Sponsor: DoD Infrastructure Support Program for HBCU/MI
Grant: 54477-CI-ISP (UNCLASSIFIED)
Period: September 15, 2008 - September 14, 2011
Amount: $587,872
PI: Korkmaz, Turgay
I am looking for new graduate students (see the announcement)
Future military missions will extensively use networked
devices along with wireless mobile ad hoc
and sensor networks, e.g., troops exchanging
strategic information, (un)manned vehicles/devices exchanging command-control messages,
critical audio/video streaming between soldiers etc. Clearly, such military applications are in
nature mission-critical and require
various levels of quality-of-service (QoS) and
security supports along with robustness and scalability. Providing such
supports is essential to the success of future military missions.
Realizing the importance of providing such supports, the
research community has been investigating various QoS
and security issues while calling for simpler but yet the-state-of-the-art mechanisms
for providing the desired levels of QoS and security.
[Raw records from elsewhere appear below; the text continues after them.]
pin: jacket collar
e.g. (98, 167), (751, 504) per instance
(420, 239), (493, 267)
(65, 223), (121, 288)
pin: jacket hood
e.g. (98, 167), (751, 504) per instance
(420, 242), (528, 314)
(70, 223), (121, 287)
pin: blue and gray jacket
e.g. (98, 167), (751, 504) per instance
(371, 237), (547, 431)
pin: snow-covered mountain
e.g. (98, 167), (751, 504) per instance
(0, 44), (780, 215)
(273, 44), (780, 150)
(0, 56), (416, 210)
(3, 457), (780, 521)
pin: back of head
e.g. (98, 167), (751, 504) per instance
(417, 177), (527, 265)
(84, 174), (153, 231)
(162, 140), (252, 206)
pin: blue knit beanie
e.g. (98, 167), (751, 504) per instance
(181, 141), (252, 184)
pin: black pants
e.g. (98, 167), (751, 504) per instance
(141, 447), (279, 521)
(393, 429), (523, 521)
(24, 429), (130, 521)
Moreover, most studies are done within idealized simulation environments; thus,
it is not clear what will really work in practice. With these in mind, we are
mainly targeting the general area of providing QoS
support in wireless networks and planning to make our research as experimental
as possible
by implementing and testing our
ideas or other promising ideas using the wireless laptops and sensors that will be purchased through this grant. Experimentations will deepen our
understanding of the theoretical and practical limitations of wireless networks
and allow us to develop practical QoS mechanisms.
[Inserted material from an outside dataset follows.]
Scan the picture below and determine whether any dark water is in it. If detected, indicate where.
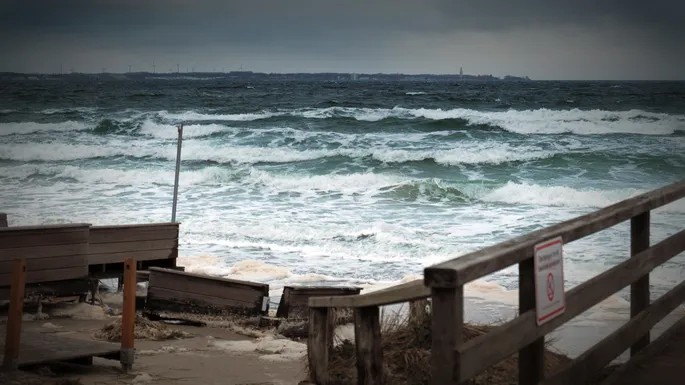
[0,79,685,296]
Taking the concerns due to dynamics of wireless networks into account, we
propose a reservationless, prioritization-based QoS support scheme and plan to develop necessary mechanisms
across the network and data link (MAC) layers.
Specifically, we plan to explore our recently proposed
distributed prioritization scheduling mechanism at the MAC layer along with new mechanisms
at the network layer such as determining
and maintaining QoS-based paths without requiring
global state-information. In addition, we plan to extend our proposed
mechanisms to
multi-radio, multi-channel wireless
networks to further increase the capacity.
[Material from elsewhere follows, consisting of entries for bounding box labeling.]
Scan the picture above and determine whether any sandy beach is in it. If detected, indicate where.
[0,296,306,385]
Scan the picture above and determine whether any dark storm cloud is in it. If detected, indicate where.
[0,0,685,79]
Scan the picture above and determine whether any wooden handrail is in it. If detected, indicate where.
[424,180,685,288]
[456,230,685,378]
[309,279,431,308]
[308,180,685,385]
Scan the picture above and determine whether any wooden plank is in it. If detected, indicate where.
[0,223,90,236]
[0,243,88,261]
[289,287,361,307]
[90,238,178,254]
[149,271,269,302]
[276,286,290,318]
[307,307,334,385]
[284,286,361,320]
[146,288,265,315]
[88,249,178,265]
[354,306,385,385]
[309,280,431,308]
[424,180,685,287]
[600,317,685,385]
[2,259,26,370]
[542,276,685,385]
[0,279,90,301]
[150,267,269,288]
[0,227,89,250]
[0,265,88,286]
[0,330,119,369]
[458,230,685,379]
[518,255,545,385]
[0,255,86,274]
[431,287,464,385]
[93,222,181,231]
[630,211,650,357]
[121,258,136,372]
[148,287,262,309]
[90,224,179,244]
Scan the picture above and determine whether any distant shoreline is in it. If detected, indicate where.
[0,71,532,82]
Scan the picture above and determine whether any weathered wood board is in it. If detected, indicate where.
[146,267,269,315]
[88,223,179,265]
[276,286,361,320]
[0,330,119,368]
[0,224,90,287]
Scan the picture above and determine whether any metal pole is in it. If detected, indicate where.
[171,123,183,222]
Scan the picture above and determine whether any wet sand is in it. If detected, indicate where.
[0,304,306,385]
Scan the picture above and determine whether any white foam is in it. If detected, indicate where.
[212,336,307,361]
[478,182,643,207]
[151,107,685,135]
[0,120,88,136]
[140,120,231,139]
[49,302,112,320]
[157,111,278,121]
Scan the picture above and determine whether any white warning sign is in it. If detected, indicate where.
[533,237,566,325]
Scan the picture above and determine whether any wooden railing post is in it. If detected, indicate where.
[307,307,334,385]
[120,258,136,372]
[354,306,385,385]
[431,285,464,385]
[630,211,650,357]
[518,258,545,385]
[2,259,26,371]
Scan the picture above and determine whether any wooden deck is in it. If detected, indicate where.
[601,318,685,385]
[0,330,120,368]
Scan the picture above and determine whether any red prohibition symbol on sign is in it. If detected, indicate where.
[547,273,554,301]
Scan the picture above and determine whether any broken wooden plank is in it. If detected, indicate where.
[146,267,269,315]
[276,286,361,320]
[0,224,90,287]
While providing the envisioned reservationless,
prioritization-based QoS support, it is important to
consider unauthorized nodes that may not respect the underlying QoS mechanisms and degrade the QoS
capabilities through various attacks (e.g., DoS,
unauthorized access to the network, delete messages, inject false packets, or
impersonate a node). Accordingly,
our second important task in this project is to develop necessary security
mechanisms and integrate them into our QoS mechanisms
so that various attacks/intrusions can be detected and avoided while
maintaining the QoS-based operation of the network.
In addition to research, this project targets to
quantitatively and qualitatively improve the participation of minority students
in computer science while enriching the process of learning and discovery for
all students. Although our university is a Hispanic-dominated minority-serving
institution, the participation of these students in graduate level education is
very low. I believe the experimentation component of our research and the
fellowships that will be offered through this grant will attract many of these students
and allow us to involve all interested students in our
research through various educational activities such as independent studies, weekly seminars, outreach efforts, and mentoring.